Use groupby/agg to group by both the team and grade, and the aggregate the cost, area and size columns. Note that agg can accept a dict whose keys are column names and whose values are aggregation functions (such as mean or sum). Thus you can specify aggregation functions on a per-column basis.
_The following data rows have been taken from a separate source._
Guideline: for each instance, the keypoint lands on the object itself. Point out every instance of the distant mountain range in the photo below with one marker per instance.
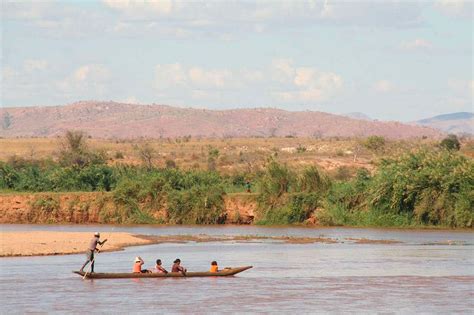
(457, 123)
(120, 120)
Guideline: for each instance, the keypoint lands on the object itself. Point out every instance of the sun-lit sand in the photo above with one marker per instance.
(54, 243)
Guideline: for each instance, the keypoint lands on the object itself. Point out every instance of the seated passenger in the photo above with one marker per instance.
(137, 266)
(214, 267)
(159, 268)
(177, 266)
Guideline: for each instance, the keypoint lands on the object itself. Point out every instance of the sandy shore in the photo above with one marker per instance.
(36, 243)
(39, 243)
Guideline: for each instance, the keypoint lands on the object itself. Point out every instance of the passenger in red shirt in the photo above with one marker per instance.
(177, 266)
(159, 268)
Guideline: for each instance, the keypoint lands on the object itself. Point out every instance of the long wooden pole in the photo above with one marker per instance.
(90, 266)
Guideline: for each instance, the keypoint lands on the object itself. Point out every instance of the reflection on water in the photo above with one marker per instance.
(304, 278)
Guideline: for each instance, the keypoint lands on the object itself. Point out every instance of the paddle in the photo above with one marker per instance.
(90, 266)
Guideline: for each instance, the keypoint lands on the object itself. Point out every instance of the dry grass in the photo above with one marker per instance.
(235, 154)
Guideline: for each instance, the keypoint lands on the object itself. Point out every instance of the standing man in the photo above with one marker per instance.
(90, 251)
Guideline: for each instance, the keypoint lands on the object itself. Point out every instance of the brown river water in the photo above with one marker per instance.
(421, 275)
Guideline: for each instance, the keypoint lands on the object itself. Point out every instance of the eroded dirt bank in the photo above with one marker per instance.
(98, 207)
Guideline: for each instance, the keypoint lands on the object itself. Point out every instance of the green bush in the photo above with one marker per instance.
(450, 143)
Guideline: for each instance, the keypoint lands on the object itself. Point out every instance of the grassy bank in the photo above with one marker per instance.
(420, 187)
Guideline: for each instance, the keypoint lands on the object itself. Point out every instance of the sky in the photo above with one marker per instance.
(392, 60)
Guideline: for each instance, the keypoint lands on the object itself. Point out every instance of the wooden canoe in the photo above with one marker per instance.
(221, 273)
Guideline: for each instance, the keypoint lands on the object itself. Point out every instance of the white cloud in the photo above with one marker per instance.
(91, 79)
(280, 79)
(383, 86)
(31, 65)
(194, 77)
(461, 87)
(456, 8)
(141, 6)
(417, 44)
(304, 83)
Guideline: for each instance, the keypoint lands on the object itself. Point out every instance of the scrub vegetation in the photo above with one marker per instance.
(423, 186)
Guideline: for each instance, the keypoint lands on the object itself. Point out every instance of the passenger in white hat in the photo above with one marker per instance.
(137, 266)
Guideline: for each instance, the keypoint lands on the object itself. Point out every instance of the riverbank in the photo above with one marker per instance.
(99, 207)
(40, 243)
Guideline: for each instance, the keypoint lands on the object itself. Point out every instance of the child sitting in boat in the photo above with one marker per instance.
(214, 267)
(177, 266)
(159, 268)
(137, 266)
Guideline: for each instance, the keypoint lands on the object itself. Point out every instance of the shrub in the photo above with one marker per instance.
(450, 143)
(170, 164)
(374, 143)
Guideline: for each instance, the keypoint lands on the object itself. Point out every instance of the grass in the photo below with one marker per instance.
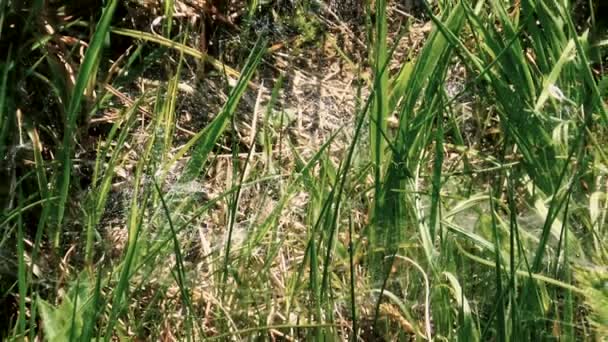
(462, 196)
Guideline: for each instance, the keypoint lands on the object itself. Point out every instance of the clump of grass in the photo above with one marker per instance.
(396, 226)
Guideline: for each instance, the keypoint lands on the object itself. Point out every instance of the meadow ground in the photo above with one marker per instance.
(303, 170)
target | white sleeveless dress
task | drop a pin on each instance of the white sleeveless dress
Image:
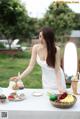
(49, 76)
In [120]: df.groupby(['team', 'grade']).agg({'cost':'mean', 'area':'mean', 'size':'sum'}).rename(columns={'cost':'mean_cost', 'area':'mean_area'})
Out[120]:
size mean_cost mean_area
team grade
arsenal 1 973 62000.000000 46.000000
2 3110 40466.666667 58.666667
chelsea 3 957 52000.000000 42.000000
4 849 62000.000000 30.000000
man utd 1 2445 56950.000000 12.500000
2 2579 47650.000000 66.000000
groupby returns an iterable. Therefore, to make a dict mapping team names to DataFrames you could use:
dfs = {team:grp for team, grp in result.reset_index().groupby('team')}
For example,
import pandas as pd
df = pd.DataFrame(
{'area': [5, 42, 20, 20, 43, 78, 89, 30, 46, 78],
'cost': [52300, 52000, 25000, 61600, 43000, 23400, 52300, 62000, 62000, 73000],
'grade': [1, 3, 2, 1, 2, 2, 2, 4, 1, 2], 'size': [1045, 957, 1099, 1400, 1592, 1006, 987, 849, 973, 1005],
'team': ['man utd', 'chelsea', 'arsenal', 'man utd', 'man utd', 'arsenal', 'man utd', 'chelsea', 'arsenal', 'arsenal']})
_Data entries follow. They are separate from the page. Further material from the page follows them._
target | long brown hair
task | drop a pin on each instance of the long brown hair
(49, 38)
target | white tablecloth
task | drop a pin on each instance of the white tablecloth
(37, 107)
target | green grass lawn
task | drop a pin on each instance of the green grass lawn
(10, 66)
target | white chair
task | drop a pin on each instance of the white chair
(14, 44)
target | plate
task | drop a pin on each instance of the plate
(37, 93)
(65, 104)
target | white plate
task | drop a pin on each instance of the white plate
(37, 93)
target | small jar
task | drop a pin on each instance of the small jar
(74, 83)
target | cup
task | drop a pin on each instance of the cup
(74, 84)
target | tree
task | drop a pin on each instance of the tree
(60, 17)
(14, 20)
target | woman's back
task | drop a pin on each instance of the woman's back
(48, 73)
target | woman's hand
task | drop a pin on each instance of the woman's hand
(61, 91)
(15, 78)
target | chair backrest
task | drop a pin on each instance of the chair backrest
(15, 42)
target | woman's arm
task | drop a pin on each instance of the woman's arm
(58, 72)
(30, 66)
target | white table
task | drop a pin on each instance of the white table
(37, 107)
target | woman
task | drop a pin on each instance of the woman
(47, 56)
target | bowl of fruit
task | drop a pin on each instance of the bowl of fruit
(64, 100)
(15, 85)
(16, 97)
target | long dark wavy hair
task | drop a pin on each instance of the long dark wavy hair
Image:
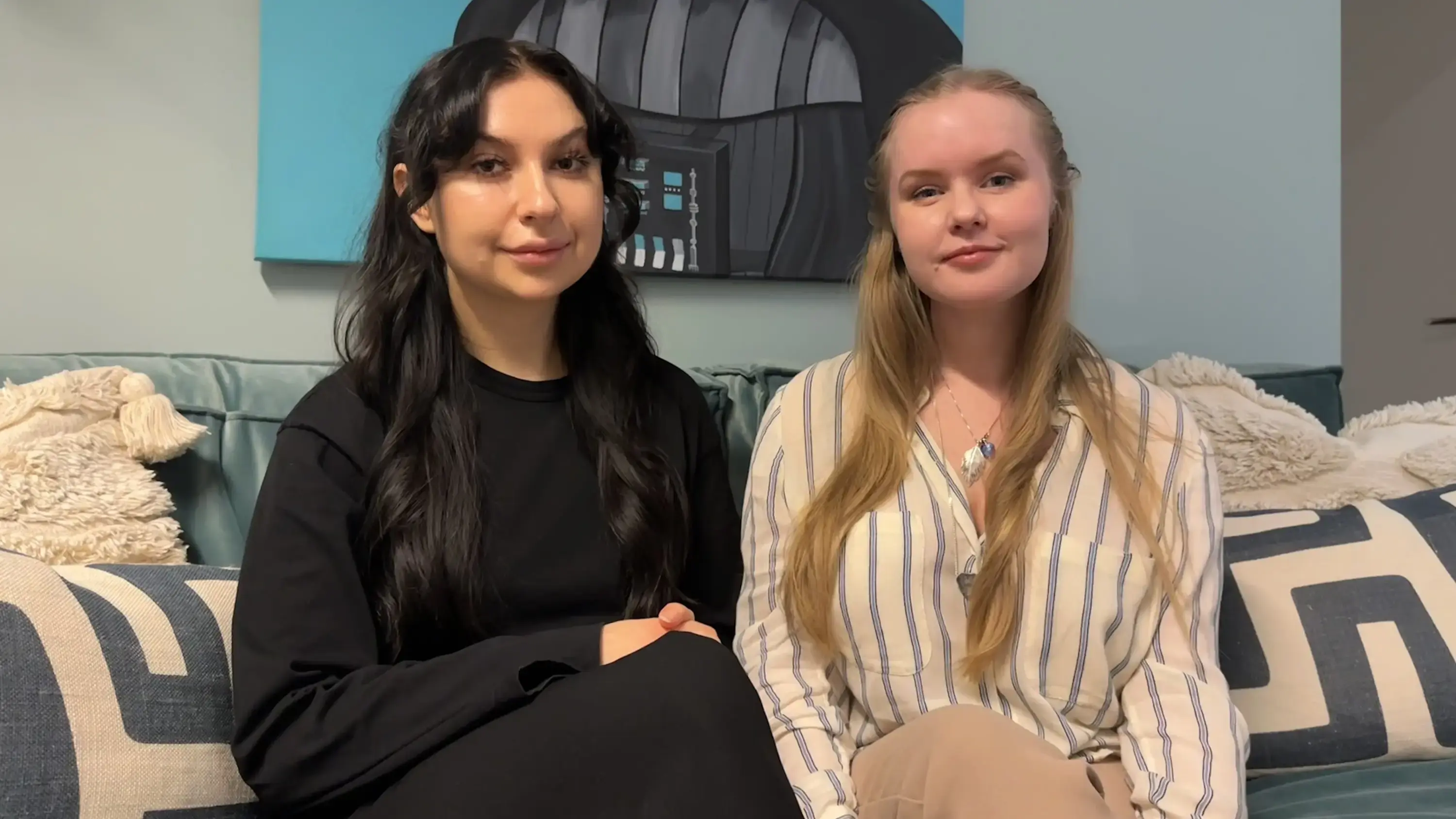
(401, 345)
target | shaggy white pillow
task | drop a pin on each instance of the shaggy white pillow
(1273, 454)
(73, 488)
(1260, 440)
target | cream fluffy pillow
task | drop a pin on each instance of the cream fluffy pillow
(1273, 454)
(73, 488)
result = df.groupby(['team', 'grade']).agg({'cost':'mean', 'area':'mean', 'size':'sum'}).rename(columns={'cost':'mean_cost', 'area':'mean_area'})
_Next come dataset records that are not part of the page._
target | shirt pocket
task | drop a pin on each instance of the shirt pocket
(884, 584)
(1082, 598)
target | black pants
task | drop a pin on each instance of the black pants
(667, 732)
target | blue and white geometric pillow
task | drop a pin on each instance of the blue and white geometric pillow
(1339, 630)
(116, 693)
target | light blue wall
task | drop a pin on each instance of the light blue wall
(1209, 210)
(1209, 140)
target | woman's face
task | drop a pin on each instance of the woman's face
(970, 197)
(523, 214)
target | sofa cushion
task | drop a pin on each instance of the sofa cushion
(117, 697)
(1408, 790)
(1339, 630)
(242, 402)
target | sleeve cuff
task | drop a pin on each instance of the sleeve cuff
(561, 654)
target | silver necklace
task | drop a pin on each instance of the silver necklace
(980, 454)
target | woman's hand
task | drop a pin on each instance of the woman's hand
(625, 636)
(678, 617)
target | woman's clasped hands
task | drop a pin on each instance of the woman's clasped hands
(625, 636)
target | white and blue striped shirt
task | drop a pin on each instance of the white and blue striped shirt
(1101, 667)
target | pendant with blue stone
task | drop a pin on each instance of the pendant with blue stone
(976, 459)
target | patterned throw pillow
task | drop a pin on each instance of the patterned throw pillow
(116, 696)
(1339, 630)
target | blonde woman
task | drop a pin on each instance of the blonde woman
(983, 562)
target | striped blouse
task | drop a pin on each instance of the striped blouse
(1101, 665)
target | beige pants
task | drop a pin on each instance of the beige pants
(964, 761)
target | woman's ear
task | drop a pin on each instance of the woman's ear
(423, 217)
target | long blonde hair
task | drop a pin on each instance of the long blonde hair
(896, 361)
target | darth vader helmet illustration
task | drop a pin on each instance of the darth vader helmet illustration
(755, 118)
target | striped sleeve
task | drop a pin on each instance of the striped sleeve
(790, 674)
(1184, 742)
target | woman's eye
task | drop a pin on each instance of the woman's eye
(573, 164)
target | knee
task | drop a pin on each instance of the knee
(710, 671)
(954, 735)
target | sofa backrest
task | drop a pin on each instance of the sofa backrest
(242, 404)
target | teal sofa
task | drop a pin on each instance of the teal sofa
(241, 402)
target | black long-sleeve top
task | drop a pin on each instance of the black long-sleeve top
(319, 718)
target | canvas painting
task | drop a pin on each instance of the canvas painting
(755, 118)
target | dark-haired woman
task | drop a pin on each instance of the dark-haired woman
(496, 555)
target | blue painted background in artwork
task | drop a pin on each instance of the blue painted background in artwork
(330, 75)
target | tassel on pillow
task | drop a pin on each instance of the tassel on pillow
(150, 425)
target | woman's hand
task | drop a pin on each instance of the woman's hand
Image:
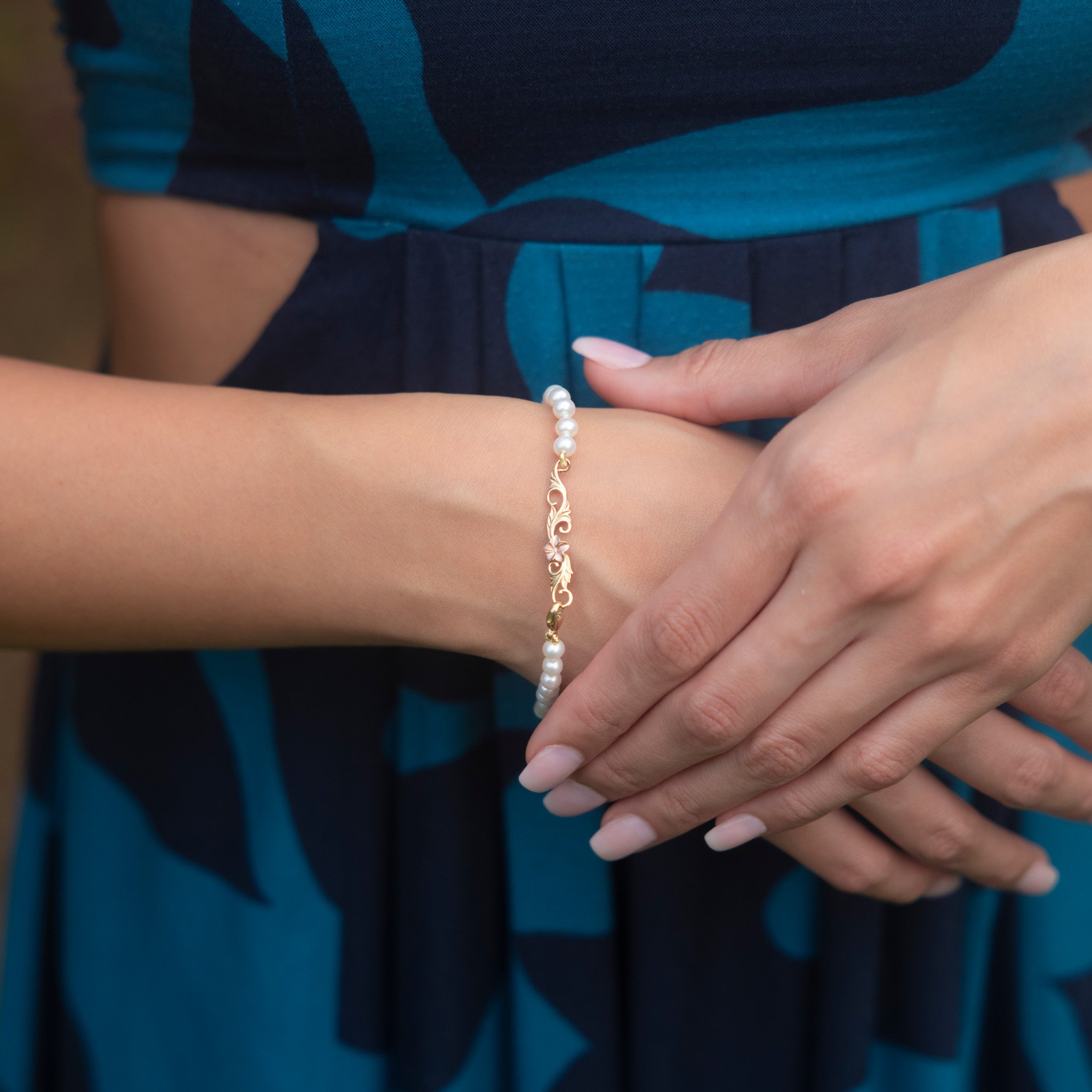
(908, 554)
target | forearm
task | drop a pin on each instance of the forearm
(141, 515)
(153, 515)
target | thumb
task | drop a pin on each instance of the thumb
(779, 375)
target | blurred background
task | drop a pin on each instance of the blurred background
(51, 301)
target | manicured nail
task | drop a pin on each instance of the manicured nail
(573, 799)
(942, 887)
(734, 831)
(1040, 879)
(613, 354)
(622, 837)
(551, 767)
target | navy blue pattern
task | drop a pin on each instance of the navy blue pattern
(314, 868)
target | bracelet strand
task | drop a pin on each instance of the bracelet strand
(558, 522)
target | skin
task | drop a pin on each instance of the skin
(256, 519)
(911, 552)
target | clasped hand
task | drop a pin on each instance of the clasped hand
(908, 554)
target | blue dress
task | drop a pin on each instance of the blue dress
(311, 869)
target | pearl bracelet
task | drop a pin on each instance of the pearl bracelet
(559, 522)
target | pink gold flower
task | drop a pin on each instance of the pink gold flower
(555, 550)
dfs = {team:grp.drop('team', axis=1)
for team, grp in result.reset_index().groupby('team')}
for team, grp in dfs.items():
print('{}:\n{}\n'.format(team, grp))
yields
chelsea:
grade mean_cost mean_area size
2 3 52000 42 957
3 4 62000 30 849
arsenal:
grade mean_cost mean_area size
0 1 62000.000000 46.000000 973
1 2 40466.666667 58.666667 3110
man utd:
grade mean_cost mean_area size
4 1 56950 12.5 2445
5 2 47650 66.0 2579
Beware that for better performance try to avoid breaking up
DataFrames into smaller DataFrames, because once you use a dict or a list, you
are forced to use Python loops instead of the faster implicit C-compiled loops
used by Pandas/NumPy methods.
So for computation try to stick with the result DataFrame. Use the dfs dict
only if you have to do something like print the DataFrames separately.